10. We want land, bread, housing, education, clothing, justice and peace. And as our major political objective, a United Nations-supervised plebiscite to be held through out the black colony in which only black colonial subjects will be allowed to participate, for the purpose of determining the will of black people as to their national destiny.

QUESTION: Which of these demands do you think alarmed the authorities the most? Do you think that his Manifesto would find many supporters today?


ACTIVITY 5:  1951 UNESCO STATEMENT ON RACE

Scientists are generally agreed that all men living today belong to a single species, Homo sapiens, and are derived from a common stock….Some of the physical differences between human groups are due to differences in hereditary constitution and some to differences in the environments in which they have been brought up.  In most cases, both influences have been at work….

National, religious, geographical, linguistic and cultural groups do not necessarily coincide with racial groups; and the cultural traits of such groups have no demonstrated connection with racial traits.  Americans are not a race, nor are Frenchmen, nor Germans….Moslems and Jews are no more races than are Roman Catholics and Protestants….

Such a classification does not depend on any physical character, nor does, for example, skin color by itself necessarily distinguish one major group from another.  Furthermore, so far as it has been possible to analyze them, the differences in physical structure which distinguish one major group from another give no support to popular notions of any general “superiority” or “inferiority” which are sometimes implied in referring to these groups….

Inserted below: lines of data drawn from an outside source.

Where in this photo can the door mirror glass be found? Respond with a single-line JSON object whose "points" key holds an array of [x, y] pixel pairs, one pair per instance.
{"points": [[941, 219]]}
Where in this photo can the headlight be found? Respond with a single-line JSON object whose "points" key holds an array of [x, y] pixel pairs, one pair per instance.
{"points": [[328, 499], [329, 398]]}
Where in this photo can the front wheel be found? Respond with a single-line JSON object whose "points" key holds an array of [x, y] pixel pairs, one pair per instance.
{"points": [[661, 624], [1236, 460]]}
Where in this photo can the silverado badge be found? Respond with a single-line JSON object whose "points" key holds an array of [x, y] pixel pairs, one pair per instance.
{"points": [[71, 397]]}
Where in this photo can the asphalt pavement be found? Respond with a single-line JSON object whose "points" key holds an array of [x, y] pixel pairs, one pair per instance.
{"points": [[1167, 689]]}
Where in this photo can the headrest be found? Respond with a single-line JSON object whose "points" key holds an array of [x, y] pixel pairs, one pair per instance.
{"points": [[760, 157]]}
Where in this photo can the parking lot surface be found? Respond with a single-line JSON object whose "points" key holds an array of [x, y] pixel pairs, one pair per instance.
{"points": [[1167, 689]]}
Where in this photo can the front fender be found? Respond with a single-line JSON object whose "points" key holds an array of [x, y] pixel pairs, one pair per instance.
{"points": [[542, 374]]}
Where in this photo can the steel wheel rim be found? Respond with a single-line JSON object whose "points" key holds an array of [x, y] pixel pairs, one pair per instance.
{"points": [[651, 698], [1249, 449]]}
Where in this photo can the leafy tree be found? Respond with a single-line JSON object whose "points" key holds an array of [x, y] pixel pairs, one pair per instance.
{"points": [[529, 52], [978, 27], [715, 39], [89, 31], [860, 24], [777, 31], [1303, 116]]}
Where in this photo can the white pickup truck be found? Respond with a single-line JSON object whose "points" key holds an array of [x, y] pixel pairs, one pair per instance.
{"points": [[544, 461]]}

The scientific material available to us at present does no justify the conclusion that inherited genetic differences are a major factor in producing the differences between the cultures and cultural achievements of different peoples or groups.  It does indicate, on the contrary, that a major factor in explaining such differences is the cultural experience which each group has undergone….

There is no evidence for the existence of so-called “pure” races….

QUESTIONS:
1. Read this statement carefully.  What does it mean?
2. Why do you think a United Nations Agency felt the need to issue such a statement shortly after World War II?
3. The statement was issued a half-century ago. Is this still a relevant message for our time?  Why or why not?